Hundreds of years ago Canary Wharf was a thriving harbour community, however by the late 20th century the shipping trade had begun to decline. The Isle of Dogs and the whole Docklands area became very poor.
In the 80’s (at the height of the boom) the government began a project to breathe new life into the whole Docklands area – at the heart of this new wave of development was the Docklands Light Railway and the Canary Wharf office development.
As the boom gave way to recession in the Early 90’s, Canary Wharf became a joke. Of the five original tower blocks built, less than half of the space they contained could be leased. In those days, Canary Wharf was every bit as bleak as the grey warehouses and dockyards had it replaced.
Now that the British economy is booming again, expanding companies eager to secure some growing space are flocking to the Wharf’s abundant office space. It’s a home of many of the biggest Finance, Management Consultancy and media companies. A serious place for serious business people!
Ironically, although Canary Wharf has been designed to be a business complex of the future, it’s actually a much less pleasant place to ‘do business’ than some of the more traditional business districts of London. Bank (in Central London) for example has been a place of commerce for nearly 1000 years!

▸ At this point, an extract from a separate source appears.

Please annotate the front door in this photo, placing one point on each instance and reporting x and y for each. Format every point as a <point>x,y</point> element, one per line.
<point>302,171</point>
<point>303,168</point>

The wharf is still growing. Recently it’s been connected up to the Jubilee Line, improving access to Central and North West London. There are at least four more tower blocks under construction, and plans for many more. With this development will hopefully come a richer and more diverse community and secondary industries – the sort of thing that most Londoners expect, however this will take time. Until then Canary Wharf is not a particularly good place to work.